Supongamos, por un momento, que Dios escuchara la suplica que late tras esta pregunta; supongamos que Dios eligiera ese camino «fácil» que le proponemos, y se comportara como un vendedor de «Coca-cola»… El primer escollo con que tropiezo, a la hora de seguir escribiendo, es que no sé exactamente cómo lo haría; pero, puestos a imaginar, imaginemos que, cada vez que un mal pensamiento cruzara por mi mente, se me apareciera un ángel invitándome a alabar a Dios; imaginemos que, cuando fuera yo a hablar mal de alguien, viera ante mí a Jesucristo diciéndome: «¡calla, niño!»; imaginemos que, cada vez que en la televisión apareciera una escena inmoral, junto al aparador surgiera un querubín mirándome con ojos escrutadores; imaginemos que, cuando me resisto a levantarme de la cama, viniera la Virgen María a despegarme las sábanas… ¡Oiga, así no hay quien peque tranquilo!… Efectivamente, en el Tabor no se puede pecar; por eso duró tan poco.

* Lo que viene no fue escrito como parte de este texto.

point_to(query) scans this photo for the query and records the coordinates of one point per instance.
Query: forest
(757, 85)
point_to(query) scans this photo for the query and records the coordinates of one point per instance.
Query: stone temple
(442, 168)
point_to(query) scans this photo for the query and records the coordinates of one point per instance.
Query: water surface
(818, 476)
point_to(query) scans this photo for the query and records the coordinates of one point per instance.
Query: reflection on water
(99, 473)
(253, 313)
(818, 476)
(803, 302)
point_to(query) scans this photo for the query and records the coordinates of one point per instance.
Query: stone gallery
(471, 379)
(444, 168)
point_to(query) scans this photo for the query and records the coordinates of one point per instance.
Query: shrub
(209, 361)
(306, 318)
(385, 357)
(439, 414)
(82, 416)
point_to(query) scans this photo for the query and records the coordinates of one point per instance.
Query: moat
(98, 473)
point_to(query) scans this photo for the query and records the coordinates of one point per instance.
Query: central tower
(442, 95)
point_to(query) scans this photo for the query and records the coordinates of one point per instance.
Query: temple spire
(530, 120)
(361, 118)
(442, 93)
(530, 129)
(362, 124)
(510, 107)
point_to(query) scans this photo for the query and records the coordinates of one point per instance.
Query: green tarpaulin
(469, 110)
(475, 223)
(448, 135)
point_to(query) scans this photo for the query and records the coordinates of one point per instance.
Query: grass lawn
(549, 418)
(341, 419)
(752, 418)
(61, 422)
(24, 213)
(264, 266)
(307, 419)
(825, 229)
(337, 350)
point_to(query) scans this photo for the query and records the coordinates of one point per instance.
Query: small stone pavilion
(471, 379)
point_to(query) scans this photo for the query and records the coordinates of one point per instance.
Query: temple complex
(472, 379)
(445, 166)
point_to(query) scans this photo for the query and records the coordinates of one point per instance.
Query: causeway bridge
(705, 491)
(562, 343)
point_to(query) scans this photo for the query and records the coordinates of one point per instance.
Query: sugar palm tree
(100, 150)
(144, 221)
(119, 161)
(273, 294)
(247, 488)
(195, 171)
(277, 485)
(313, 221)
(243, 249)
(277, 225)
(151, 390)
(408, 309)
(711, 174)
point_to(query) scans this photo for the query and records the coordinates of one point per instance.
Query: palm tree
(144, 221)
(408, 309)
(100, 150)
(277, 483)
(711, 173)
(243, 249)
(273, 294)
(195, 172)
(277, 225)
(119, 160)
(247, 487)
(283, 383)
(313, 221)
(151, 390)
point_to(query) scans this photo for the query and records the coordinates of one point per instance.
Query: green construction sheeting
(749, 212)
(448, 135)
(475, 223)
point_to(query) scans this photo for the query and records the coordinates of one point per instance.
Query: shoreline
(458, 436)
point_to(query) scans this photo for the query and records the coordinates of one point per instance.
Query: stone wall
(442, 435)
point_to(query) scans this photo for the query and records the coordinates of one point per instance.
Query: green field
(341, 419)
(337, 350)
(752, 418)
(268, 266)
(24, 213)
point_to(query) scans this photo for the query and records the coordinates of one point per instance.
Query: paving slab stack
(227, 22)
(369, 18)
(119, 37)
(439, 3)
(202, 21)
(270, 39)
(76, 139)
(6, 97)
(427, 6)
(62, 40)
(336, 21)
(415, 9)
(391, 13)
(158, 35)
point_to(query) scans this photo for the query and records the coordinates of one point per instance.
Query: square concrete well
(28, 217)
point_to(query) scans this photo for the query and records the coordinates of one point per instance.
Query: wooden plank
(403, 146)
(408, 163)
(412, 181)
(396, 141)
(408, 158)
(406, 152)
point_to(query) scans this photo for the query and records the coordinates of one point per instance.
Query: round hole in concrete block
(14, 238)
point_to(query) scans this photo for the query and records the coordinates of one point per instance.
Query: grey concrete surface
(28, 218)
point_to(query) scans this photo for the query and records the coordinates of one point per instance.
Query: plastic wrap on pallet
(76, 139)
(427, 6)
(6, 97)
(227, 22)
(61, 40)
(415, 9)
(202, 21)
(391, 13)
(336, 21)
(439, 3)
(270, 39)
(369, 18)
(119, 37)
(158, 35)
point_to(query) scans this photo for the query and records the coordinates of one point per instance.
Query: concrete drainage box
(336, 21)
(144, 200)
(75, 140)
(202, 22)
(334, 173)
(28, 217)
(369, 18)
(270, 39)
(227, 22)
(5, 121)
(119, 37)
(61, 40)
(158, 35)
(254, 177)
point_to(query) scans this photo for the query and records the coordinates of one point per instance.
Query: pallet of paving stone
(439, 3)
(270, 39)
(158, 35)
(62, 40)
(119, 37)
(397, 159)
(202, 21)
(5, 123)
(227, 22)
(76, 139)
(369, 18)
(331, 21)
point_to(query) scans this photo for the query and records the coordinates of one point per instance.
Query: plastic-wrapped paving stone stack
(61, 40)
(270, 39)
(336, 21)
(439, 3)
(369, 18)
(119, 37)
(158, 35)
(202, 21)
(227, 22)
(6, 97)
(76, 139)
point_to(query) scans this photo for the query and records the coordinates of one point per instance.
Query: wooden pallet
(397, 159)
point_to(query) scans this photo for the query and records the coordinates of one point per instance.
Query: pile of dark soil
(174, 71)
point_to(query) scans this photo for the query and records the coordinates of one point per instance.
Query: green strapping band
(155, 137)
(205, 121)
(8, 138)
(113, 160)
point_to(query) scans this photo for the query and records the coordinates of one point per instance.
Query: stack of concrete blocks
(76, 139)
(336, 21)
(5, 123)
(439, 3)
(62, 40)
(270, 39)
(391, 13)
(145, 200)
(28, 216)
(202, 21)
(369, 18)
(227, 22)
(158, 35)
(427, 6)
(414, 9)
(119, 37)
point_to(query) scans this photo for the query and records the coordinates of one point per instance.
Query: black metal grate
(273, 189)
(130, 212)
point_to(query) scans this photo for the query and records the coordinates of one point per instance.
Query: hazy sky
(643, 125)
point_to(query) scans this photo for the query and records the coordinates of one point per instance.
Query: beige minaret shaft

Es cierto que muchos estarían encantados. A muchos les fastidia que pecar sea «tan fácil», y harían lo que pudiesen con tal de negar a los demás la libertad para ofender a Dios… Pero dudo que a Dios le gustase contar con un batallón de hombres que le obedecen porque no tienen más remedio; y, a mí, francamente, tampoco me haría mucha gracia. Quizá algún día acabara preguntándome si amo a Dios de verdad, o le sirvo a la fuerza.

Al elegir el camino de la fe, Dios ha elegido lo más difícil para nosotros, y lo más duro para Él, quien ha tenido que allanar la senda con la sangre de su propio Hijo… Pero nadie podrá dudar, ahora, que estamos ante un Dios que de verdad nos ama, y que quiere ser amado de verdad. Por eso, a la Santísima Virgen, maestra de fe, le pediré que pueda yo decirle siempre a Ella, a mi Creador, y a mí mismo, que amo a Dios «porque me da la gana».